Diesbezüglich sah Pfarrer Gropp zwar keinen Grund zu Klagen, dafür wusste er aber von anderem Ungemach im Keller zu berichten. So seien von dem Wein des Jahrgangs 1745, umgerechnet auf heutige Maßeinheiten, über 8 Hektoliter „durch anbrechung des Fasses in die Erden geloffen.“ Noch größer war 1755 der Verlust, nachdem von dem größten Fass vier Reifen „in einer Wochen abgesprungen“ und „eh man solches gewahr“, vom 1753er Wein rund 13 Hektoliter „ausgeloffen“.
Es gab aber auch noch Verluste ganz anderer Art.
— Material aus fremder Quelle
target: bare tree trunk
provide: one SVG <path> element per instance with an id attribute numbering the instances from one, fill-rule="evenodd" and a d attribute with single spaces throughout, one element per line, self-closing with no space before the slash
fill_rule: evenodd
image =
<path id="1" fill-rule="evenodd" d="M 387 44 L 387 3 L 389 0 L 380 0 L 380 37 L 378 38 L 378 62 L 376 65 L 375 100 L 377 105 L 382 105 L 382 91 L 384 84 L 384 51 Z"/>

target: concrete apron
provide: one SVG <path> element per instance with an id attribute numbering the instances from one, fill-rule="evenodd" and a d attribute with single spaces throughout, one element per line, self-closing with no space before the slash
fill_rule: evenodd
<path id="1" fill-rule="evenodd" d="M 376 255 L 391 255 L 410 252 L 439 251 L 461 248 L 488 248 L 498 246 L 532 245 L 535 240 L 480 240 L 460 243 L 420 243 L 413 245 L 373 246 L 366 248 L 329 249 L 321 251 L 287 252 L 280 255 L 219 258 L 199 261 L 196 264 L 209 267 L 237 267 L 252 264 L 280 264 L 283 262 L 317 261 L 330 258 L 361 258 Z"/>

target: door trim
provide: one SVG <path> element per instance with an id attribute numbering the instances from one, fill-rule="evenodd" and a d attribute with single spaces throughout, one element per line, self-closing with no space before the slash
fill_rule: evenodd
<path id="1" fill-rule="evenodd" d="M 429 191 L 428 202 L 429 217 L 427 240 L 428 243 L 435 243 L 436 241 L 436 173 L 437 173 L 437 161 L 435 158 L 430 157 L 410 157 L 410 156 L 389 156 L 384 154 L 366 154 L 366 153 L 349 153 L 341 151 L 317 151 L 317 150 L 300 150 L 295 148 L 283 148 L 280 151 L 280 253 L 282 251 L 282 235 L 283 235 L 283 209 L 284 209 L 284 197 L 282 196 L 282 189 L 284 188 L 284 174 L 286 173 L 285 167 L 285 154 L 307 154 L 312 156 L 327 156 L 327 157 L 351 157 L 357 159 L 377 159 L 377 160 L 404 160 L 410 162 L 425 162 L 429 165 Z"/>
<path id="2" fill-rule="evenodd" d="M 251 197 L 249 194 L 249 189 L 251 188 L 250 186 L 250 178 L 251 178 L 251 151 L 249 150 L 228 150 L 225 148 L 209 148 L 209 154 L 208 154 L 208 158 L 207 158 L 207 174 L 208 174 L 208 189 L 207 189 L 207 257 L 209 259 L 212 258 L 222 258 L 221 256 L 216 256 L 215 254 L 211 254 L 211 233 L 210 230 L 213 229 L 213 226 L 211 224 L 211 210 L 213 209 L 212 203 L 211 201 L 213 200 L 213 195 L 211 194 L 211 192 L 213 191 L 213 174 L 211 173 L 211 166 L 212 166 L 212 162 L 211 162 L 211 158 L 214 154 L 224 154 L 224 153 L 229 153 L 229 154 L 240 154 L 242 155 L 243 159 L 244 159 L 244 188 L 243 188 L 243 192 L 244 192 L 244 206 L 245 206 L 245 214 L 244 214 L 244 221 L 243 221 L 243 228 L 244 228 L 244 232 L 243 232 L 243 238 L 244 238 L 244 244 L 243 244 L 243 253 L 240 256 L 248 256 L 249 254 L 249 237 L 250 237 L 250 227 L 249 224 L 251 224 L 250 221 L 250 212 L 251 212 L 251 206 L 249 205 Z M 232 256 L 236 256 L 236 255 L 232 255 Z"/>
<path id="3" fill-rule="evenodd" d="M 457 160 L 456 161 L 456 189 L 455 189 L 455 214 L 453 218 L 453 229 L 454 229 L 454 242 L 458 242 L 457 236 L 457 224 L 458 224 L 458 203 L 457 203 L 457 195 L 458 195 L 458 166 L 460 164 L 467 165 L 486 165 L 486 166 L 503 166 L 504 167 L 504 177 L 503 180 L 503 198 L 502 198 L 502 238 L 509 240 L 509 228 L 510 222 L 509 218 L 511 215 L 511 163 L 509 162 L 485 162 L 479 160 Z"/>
Als 1750 der eingelagerte Jahrgang 1748 verkauft werden sollte, fehlten man „nach allem gebräuchlichen und möglichen Abzug und verrechneten Auffgang“ mehr als 3 Hektoliter, von deren Verbleib angeblich niemand wusste. Gropp hatte keine andere Erklärung für den Schwund, „als daß er vertragen worden“. Er ging also davon aus, dass sich ein Langfinger an den Weinvorräten der Kirche bedient haben musste. Nachdem er auch zu wissen glaubte, wer das nur gewesen sein konnte, wurde nicht lange gefackelt, denn „hirauff hat man neue schlösser an den Keller gehenckt, und auf Geheis Höheren Geistl. Obrigkeit dem Büttner Abschied gegeben.“ Der Büttner – wir würden heute sagen der Kellermeister – wurde also kurzerhand gefeuert. Gropps augenzwinkernder Kommentar zu dem Vorgang: „Fide, cui vide“. Auf gut deutsch: Vertraue, aber schau, wem du vertraust. Oder kürzer, wie man auch heute sagt: Trau, schau, wem.
Als 1803 die Fürstbischöfe ihre weltliche Macht an das Kurfürstentum und spätere Königreich Bayern abgeben mussten, war es auch mit dieser speziellen Form des Weinhandels in Güntersleben vorbei. Die neue Herrschaft untersagte die weitere Annahme von Schuldnerweinen durch die Kirchengemeinde. Bald 20 Jahre lagen die leeren Fässer „ohne Einbrennung, verdorben und gleichsam stinkend“, im Keller, wie einem späteren Nachtrag in Gropps „Protocollum“ zu entnehmen ist. Trotzdem fanden sich bei einer öffentlichen Versteigerung am 15. September 1819 für alle zehn Fässer Kaufinteressenten, die meisten aus Güntersleben. Aber auch aus Unterdürrbach und Veitshöchheim kamen Winzer, die erfolgreich mitboten. Mit dem Gesamterlös von 158 Gulden und 25 Kreuzern – was dem Wert von zwei bis drei Ochsen entsprach – erzielt man sogar noch einen ansehnlichen Erlös.
Den „nächst der Kirche liegenden nutzlos und schadhaft gewordenen Keller“, wie er im Protokollbuch der Gemeindeverwaltung beschrieben wird, verkaufte die Kirchenverwaltung 1835 an die Gemeinde, die den Platz für den Neubau einer Schule, das heutige Kolpinghaus, benötigte.